Let’s confirm that’s what we’re looking at.”
# Confirm the current crawler replica count — you'll see 5kubectl get deploy crawler -n tenant-jobs
# Pull the environment config to see the crawl frequency settingskubectl get deploy crawler -n tenant-jobs \
-o jsonpath='{.spec.template.spec.containers[0].env}'| jq .
Optionally, switch over to the Cilium by Isovalent dashboard → Policy: L7 Proxy tab.
“If you want to see this from the Cilium side rather than the Hubble side, switch to the Cilium by Isovalent dashboard and look at the Policy: L7 Proxy tab. The L7 Request Processing Rate for FQDN — that’s DNS — is sitting at over 21,000 requests. That’s not per minute. The DNS proxy has been processing an extraordinary volume of FQDN lookups, all of them being received and forwarded, which is why it started backing up. This view also shows the DNS Proxy Upstream Reply latency, which confirms the proxy is under pressure.”
*“There it is. Five replicas, crawling every 0.2 to 0.3 seconds.

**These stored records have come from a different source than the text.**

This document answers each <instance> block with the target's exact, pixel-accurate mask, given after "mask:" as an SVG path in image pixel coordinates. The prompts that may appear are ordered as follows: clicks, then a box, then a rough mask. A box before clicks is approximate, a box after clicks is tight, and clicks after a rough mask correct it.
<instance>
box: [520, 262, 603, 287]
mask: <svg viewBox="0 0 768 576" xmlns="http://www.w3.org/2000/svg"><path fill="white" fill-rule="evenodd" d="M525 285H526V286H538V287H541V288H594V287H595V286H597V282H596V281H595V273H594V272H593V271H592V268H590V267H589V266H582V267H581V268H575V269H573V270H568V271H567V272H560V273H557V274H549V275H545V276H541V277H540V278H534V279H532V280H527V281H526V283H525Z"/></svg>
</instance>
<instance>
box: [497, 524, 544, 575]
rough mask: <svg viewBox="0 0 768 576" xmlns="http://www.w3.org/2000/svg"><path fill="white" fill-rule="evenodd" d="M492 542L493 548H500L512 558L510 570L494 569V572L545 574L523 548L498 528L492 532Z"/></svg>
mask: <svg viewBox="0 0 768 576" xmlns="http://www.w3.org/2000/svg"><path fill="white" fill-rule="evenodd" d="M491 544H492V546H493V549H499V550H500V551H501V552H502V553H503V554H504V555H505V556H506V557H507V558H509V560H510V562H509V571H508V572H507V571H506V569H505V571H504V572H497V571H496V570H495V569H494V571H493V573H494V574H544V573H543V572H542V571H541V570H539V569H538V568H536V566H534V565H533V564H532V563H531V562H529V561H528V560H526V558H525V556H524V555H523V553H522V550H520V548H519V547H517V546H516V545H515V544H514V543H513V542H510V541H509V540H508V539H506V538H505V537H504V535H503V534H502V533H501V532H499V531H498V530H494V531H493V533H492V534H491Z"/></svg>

APM can’t see this because it instruments code, not DNS. Infrastructure monitoring can’t see this because the pods are healthy — they’re doing exactly what they were configured to do. The only tool that could catch this is something operating at the eBPF level, watching every packet, every DNS request, every connection attempt in real time. That’s Hubble. And because we’ve wired it into Splunk, we caught it in the same dashboard we use for everything else.”
Act 6 — Fix It Live
This part is satisfying because you can watch the charts recover in real time.
“The fix is straightforward — scale the crawlers back down and restore the normal crawl interval.”

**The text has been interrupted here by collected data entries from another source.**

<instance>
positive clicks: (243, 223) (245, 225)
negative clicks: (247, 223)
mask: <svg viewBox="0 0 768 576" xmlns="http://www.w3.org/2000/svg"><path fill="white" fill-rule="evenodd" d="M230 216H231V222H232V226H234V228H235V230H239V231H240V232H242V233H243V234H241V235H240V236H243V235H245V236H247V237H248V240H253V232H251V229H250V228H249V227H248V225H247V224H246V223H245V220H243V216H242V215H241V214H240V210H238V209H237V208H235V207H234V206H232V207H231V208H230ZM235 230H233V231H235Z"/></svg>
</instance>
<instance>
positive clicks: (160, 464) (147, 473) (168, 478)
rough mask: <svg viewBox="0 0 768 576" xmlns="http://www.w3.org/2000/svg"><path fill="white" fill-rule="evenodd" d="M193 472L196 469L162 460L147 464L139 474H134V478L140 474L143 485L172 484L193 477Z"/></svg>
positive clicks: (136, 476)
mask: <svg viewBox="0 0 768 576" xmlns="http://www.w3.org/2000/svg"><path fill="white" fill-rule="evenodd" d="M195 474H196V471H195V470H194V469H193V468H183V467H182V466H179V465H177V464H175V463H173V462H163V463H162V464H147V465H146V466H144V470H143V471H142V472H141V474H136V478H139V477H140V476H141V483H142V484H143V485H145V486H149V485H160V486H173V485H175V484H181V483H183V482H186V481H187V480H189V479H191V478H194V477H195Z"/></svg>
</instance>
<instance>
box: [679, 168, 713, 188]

Go back to the Hubble by Isovalent dashboard and let it sit for a minute.
“Watch the DNS Queries chart — you can see it coming back down almost immediately. Within a minute or two it’ll be back at baseline. Dropped flows will go to zero. Network flow volume will return to normal.
And if we went back to APM right now, we’d see latency normalizing and the error rate settling back to its expected 10% baseline.
We can close the ticket. Root cause: crawler misconfiguration causing DNS saturation. Resolution: reverted crawler replica count and crawl interval via Helm. Time to resolution: about 15 minutes from when the ticket was opened.”
Remediation Complete
DNS query rate returns to baseline, dropped flows clear, and application health is restored — all visible live in the Hubble dashboard.
Act 7 — What This Actually Means
End by zooming out and making the value statement feel concrete.
“Let’s think about what just happened here. We had a real production-style problem — something breaking for end users — and we went through the standard playbook. APM said nothing was wrong. Infrastructure said nothing was wrong. And without Hubble, the next step probably would have been a war room call, people staring at logs, maybe a full restart of the namespace hoping it would go away.
Instead, we found it in under three minutes from the moment we opened the Hubble dashboard. Not because we’re smarter, but because we had visibility into the right layer.
The reason this works is eBPF. Cilium’s Hubble component hooks into the Linux kernel and observes network events at the source — before they ever reach application code, before they show up in a pod log, before they become a trace in APM. And by shipping those metrics through the OpenTelemetry Collector into Splunk, they sit right alongside your APM data and your infrastructure data in the same platform. You’re not switching tools or context-switching between five different dashboards. You add a layer of visibility that wasn’t there before, and you keep it in the workflow your team already knows.
That’s the story. Network observability isn’t a niche need — it’s the gap that APM and infrastructure monitoring leave behind. Isovalent fills that gap, and Splunk is where you see it.”